In the post-transplant context, persistent or recurrent recipient MRD positivity is also associated with an increased risk of AML relapse. However, many uncertainties remain, for instance with regards to MRD assessment modalities, thresholds, assessment frequency and timepoints, and the prognostic implications of recurrence or persistence of specific mutations and their recrudescence patterns. Importantly, for post-transplantation testing, detection of either AML- or CH-associated mutations would be concerning for recrudescent donor hematopoiesis and disease. However, therapeutic interventions based on the post-transplant assessment of MRD, ranging from immune suppression (IS) taper, donor lymphocyte infusion (DLI) and modified DLI (mDLI), hypomethylating agents (HMAs), and AML mutation-specific targeted therapies (e.g., FLT3 inhibitors) may offer utility and are currently undergoing prospective evaluation.

Transplantation Regimen Intensity in Acute Myeloid Leukemia

Myeloablative HSCT remains the standard of care for younger adults with AML. However, treatment-related mortality after MAC remains appreciable. Lower-intensity regimens offering less treatment-related toxicity are gaining in popularity. One report retrospectively compared RIC transplantation with chemotherapy in high-risk AML on a donor versus no-donor basis. They identified a leukemia-free survival benefit in the donor group (54% vs. 30%, P = .01). This indicates that both MAC and RIC HSCT offer antileukemic benefit compared to non-transplant therapies.

Several groups compared MAC versus RIC transplantation, documenting similar overall and leukemia-free survival, with some reporting lower treatment-related mortality offset by increased relapse risk, especially for patients not in complete remission at the time of HSCT. A CIBMTR study compared 3731 MAC, 1041 RIC, and 407 nonmyeloablative (NMA) transplantations, reporting adjusted 5-year overall survival (OS) of 34%, 33%, and 26%, respectively.
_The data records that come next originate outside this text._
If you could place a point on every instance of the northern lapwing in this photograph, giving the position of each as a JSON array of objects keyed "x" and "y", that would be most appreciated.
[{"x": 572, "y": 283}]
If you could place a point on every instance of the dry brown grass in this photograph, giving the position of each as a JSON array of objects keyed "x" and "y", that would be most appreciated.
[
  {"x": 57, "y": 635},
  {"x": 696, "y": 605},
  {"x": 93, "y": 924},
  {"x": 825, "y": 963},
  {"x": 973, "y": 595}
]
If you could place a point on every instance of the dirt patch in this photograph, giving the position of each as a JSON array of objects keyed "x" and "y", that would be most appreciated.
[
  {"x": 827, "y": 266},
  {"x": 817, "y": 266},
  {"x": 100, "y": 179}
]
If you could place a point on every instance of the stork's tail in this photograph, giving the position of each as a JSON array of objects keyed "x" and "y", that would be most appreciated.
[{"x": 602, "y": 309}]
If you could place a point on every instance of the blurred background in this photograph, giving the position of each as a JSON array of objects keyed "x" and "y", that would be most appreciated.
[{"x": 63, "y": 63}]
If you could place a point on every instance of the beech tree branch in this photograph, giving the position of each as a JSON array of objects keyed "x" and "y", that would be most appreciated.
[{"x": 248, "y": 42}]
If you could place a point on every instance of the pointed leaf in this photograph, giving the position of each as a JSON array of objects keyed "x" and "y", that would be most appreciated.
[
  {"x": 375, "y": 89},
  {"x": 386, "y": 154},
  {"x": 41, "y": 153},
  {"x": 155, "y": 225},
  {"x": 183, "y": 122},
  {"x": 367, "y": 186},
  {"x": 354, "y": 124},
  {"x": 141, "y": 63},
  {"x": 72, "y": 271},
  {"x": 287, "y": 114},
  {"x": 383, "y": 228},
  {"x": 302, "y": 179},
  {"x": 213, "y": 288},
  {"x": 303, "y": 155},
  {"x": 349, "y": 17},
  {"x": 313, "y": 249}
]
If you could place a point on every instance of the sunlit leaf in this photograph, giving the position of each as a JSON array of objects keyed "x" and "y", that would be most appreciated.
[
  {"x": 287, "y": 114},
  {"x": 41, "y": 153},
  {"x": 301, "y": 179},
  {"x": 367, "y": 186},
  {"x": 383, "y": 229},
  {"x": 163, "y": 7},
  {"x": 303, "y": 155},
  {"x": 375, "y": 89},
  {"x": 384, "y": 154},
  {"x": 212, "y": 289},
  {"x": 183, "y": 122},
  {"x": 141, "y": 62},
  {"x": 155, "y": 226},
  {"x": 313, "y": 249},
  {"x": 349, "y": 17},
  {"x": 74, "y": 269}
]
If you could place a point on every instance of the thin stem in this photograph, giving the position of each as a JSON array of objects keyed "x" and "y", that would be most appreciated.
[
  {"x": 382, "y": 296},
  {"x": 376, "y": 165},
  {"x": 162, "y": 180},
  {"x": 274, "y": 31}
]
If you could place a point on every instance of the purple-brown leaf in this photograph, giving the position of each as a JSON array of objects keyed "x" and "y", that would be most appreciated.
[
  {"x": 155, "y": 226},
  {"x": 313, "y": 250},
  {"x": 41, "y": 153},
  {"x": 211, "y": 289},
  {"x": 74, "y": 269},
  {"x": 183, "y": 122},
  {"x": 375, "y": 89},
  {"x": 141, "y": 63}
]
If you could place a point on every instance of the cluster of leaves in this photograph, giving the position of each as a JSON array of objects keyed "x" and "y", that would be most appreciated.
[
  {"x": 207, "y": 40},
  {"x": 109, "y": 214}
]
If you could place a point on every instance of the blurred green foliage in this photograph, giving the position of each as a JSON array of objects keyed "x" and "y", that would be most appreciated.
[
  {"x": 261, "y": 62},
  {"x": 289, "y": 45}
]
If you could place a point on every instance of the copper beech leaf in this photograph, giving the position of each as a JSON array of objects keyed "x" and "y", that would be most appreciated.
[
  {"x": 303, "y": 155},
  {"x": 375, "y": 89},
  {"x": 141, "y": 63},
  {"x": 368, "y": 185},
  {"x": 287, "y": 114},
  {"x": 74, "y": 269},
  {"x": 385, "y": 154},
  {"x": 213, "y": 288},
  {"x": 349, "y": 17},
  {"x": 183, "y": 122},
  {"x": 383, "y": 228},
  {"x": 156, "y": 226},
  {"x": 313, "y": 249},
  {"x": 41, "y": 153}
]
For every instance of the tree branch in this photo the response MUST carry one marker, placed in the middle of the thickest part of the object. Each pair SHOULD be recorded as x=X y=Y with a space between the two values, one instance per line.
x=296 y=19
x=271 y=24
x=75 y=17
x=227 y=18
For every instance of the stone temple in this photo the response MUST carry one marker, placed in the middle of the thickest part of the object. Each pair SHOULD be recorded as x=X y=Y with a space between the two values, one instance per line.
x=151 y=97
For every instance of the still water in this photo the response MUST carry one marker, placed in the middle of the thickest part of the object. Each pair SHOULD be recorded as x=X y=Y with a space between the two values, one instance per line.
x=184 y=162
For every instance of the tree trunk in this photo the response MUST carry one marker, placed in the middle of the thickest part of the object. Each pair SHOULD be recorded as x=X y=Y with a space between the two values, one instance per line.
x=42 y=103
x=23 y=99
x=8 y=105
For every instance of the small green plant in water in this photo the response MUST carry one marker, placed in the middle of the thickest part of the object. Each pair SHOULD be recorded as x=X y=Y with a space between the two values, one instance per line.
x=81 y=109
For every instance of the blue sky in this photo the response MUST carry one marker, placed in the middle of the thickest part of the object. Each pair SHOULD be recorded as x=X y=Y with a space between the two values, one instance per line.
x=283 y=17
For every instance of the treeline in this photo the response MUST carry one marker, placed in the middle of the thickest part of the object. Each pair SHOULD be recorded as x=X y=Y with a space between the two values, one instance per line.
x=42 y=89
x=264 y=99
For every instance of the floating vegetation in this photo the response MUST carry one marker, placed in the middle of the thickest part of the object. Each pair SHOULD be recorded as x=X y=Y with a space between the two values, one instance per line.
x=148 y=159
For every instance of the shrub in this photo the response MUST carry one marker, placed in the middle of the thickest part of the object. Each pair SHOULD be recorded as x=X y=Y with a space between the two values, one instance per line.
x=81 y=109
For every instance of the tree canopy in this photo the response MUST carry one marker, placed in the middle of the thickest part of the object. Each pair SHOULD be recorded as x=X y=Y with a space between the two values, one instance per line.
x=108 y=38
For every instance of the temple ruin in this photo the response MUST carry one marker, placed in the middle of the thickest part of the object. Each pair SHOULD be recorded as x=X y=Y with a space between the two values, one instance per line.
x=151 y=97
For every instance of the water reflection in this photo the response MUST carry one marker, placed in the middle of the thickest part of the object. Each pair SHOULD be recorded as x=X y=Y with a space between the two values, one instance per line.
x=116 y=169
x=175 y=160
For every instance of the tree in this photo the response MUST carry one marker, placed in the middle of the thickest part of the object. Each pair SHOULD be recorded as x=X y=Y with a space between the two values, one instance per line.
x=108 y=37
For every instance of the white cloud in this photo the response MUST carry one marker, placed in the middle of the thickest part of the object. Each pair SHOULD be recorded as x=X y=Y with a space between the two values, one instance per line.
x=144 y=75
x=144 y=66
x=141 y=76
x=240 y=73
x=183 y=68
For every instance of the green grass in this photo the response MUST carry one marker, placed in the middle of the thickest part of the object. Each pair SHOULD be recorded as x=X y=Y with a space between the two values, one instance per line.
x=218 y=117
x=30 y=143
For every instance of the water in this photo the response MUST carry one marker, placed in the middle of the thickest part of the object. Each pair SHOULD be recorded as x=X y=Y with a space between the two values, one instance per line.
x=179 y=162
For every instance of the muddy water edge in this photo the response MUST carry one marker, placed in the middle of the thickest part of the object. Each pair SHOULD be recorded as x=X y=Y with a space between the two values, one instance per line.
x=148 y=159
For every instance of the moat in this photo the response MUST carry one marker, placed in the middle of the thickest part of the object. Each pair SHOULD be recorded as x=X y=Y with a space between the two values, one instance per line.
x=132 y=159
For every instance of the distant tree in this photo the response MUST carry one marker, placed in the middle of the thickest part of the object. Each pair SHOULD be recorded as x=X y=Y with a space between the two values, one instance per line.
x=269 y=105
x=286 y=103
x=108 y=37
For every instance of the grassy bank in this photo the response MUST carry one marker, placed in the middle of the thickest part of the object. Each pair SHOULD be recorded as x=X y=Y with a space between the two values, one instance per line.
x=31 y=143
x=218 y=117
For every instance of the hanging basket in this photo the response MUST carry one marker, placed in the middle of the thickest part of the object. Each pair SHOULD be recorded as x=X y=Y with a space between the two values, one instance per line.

The authors concluded that, although NMA transplantation increased relapse and impaired survival, RIC and MAC regimens had similar overall and leukemia-free survival. While a small randomized trial documented similar outcomes of MAC versus RIC transplantation in AML-CR1, a larger prospective randomized trial of MAC versus RIC transplantation in AML or MDS patients closed after the accrual of 272 of planned 356 patients due to an increased relapse and impaired long-term survival in the RIC arm. Additionally, as discussed previously, post-hoc analysis of this study documented that ablative conditioning can offer therapeutic benefit for patients with detectable pre-transplant MRD, offering relapse protection and survival benefit compared to RIC HSCT.

RIC transplantation does, however, offer the option of curative allogeneic HSCT in older or sicker AML-CR patients for whom the toxicity of MAC transplantation might be prejudicial, especially if combined with novel approaches to augment the GVL effect in the peri- and post-transplant setting. Conversely, patients with good performance status but high AML relapse risk could be preferentially selected for MAC.

Alternative Donor Transplantation in Acute Myeloid Leukemia

HSCT from an HLA-matched sibling donor has been the standard of care for prospective biologic treatment assignment studies evaluating post-remission therapies. Patients lacking sibling donors could be considered for alternative donors: unrelated adult donors, umbilical cord blood (UCB), or haploidentical donor transplantation.